For example, the output just shown might result from executing C0F5 .
- Only the
addl, subl, andl, and xorl
instructions set the CC. They always set the CC. No other instruction
modifies the CC.
- The z86 halts when it fetches a bit string that is not a legal encoding of
any instruction in its ISA.
Preliminaries
Fetch and unarchive hw2.tar.gz.
Inside you will find a fully implemented z86 simulator (referenceSim ),
sample codefiles in the format the simulator accepts (e.g., printMem.pgm ),
and a set of .c and .h files and makefile used in
Part B.
Part A Instructions
Implement in z86 machine code a program that iterates over an array of integers
and computes and prints the difference between successive elements.

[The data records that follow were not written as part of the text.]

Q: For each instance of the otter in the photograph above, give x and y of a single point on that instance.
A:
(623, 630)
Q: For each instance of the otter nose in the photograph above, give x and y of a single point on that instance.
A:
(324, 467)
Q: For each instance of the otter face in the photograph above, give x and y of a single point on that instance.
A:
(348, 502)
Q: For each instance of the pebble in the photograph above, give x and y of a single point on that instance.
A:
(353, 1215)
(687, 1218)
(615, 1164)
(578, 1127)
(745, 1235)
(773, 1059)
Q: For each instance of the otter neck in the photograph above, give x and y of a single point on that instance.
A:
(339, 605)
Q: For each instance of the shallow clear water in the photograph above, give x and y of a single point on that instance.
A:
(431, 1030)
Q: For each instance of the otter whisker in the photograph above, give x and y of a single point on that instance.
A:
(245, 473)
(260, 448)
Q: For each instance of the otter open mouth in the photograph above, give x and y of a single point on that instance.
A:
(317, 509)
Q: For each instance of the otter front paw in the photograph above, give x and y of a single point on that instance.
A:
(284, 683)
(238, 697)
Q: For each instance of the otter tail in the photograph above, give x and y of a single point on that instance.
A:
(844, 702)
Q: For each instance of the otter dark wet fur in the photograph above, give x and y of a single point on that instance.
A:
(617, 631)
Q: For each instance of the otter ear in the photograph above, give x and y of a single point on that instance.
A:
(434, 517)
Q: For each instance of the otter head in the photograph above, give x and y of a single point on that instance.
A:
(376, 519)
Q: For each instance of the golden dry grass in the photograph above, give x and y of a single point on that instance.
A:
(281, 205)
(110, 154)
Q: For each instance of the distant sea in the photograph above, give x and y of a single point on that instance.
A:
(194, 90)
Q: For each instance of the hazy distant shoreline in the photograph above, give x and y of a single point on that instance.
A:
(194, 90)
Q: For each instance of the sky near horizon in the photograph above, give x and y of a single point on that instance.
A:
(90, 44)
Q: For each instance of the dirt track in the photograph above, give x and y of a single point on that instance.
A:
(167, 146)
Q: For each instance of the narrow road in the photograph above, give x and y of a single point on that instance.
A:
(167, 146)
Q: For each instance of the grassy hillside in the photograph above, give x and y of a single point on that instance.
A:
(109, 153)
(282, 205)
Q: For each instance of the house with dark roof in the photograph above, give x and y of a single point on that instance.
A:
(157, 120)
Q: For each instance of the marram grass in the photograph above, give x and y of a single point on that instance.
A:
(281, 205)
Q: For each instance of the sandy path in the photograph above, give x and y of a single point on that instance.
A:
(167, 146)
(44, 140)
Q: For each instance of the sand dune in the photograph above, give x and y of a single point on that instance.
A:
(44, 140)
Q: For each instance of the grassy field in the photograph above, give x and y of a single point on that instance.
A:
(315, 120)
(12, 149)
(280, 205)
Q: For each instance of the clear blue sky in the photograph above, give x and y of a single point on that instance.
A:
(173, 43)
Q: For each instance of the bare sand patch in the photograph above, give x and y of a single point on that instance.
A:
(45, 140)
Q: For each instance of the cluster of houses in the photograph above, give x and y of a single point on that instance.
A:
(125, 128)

Here is a rough equivalent in pseudo-C:
int array[];
int i;
for ( i=1; i < array[0]; i++ ) {
printf("0x%08x", array[i+1] - array[i]);
}
Note that element 0 of the array gives the number of elements in the array (not counting the 0th one).
Details of the required z86 implementation
- You know at code time that the address of the array is stored in the last word of memory (i.e., the four
bytes starting at address 102010). (It's your responsibility to put the address there, as part
of your program.) The array itself can be located in any otherwise free memory.
- The 0th element of the array is the number of array elements that follow.
- You compute the difference between successive elements in some register, and then use the z86
print instruction to print them.
- You execute a
halt instruction when done.
- You don't need do any validity checking for the input - if the data is wrong somehow, the program gets
undefined results (meaning anything it does is okay).
Here is a picture of the memory layout:
Debugging
You can use the reference simulator to test your program:
$ ./referenceSim <hw2.pgm
The code file, hw2.pgm , contains your machine code program.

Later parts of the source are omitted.